With NPR facing a projected $8 million budget deficit and looming cutbacks, some of its most prominent program hosts are urging management to consider a direct, on-air appeal to NPR’s listeners — something that’s prohibited by the organization’s bylaws.

Longtime NPR personality Susan Stamberg and “All Things Considered” host Melissa Bloch raised the pledge drive idea recently with new NPR President Vivian Schiller in employee meetings that discussed the deteriorating financial condition.

Stamberg said in an interview Friday that NPR raised $1 million during a week-long series of appeals that she co-hosted in 1983, when it was deeply in debt and teetering on the edge of bankruptcy. The fundraising appeal then was known as “The Drive to Survive.”

At the time, she pointed out, NPR was much smaller, with fewer member stations and a weekly audience that was one-quarter the size of its roughly 23 million listeners now.

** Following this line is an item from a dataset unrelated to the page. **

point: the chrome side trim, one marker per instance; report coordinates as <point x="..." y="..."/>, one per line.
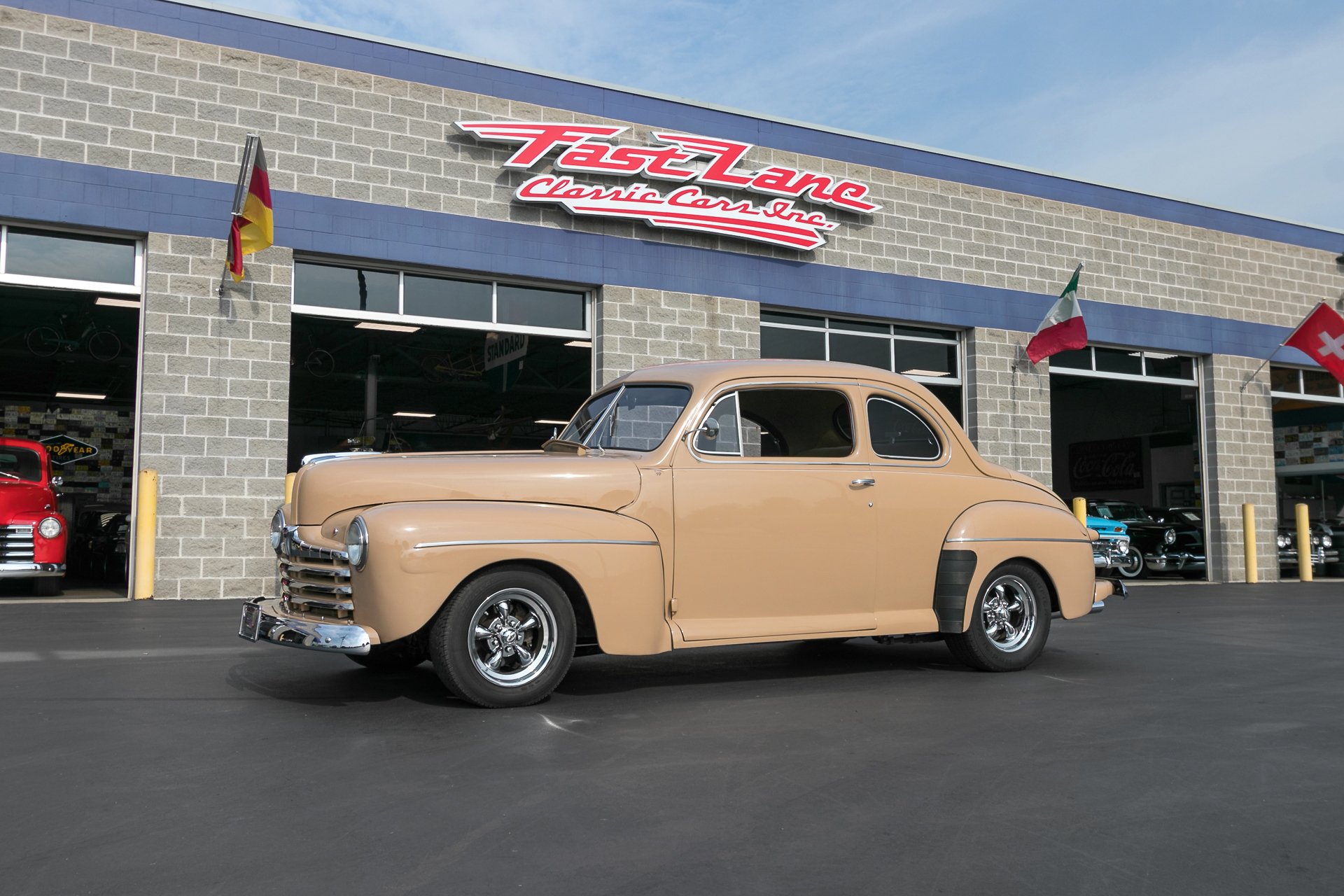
<point x="1063" y="540"/>
<point x="456" y="545"/>
<point x="334" y="637"/>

“Think how much we’d be able to do now if we were doing something similar,” Stamberg said. She added, “None of us wants any more cuts. We’ve already lost two programs” — the daily newsmagazine shows “Day to Day” and “News and Notes,” which NPR stopped producing earlier this month to save money. NPR has an annual operating budget of about $150 million and expects revenue to fall about $8 million short of that amount this year.

NPR’s member stations raise funds through semi-annual pledge drives, but the nonprofit organization’s rules forbid “direct-marketing activities,” such as soliciting money during programs or through the mail.

The prohibition is designed to keep Washington-based NPR from competing with its 800 independently operated member stations for listeners’ contributions.

In the NPR ecosystem, stations hold the pledge drives and then pay annual fees, or “dues,” to NPR for the right to carry such shows as “All Things Considered” and “Morning Edition.”

Stamberg said she has subsequently urged Schiller “not to take ‘no’ for an answer” from member-station managers, who control the majority of seats on NPR’s board.

She noted, however, that Schiller, who joined NPR in January, has a tough sell ahead: “The station managers are very fearful, and understandably so, about letting us put our hands in the pockets of their listeners.”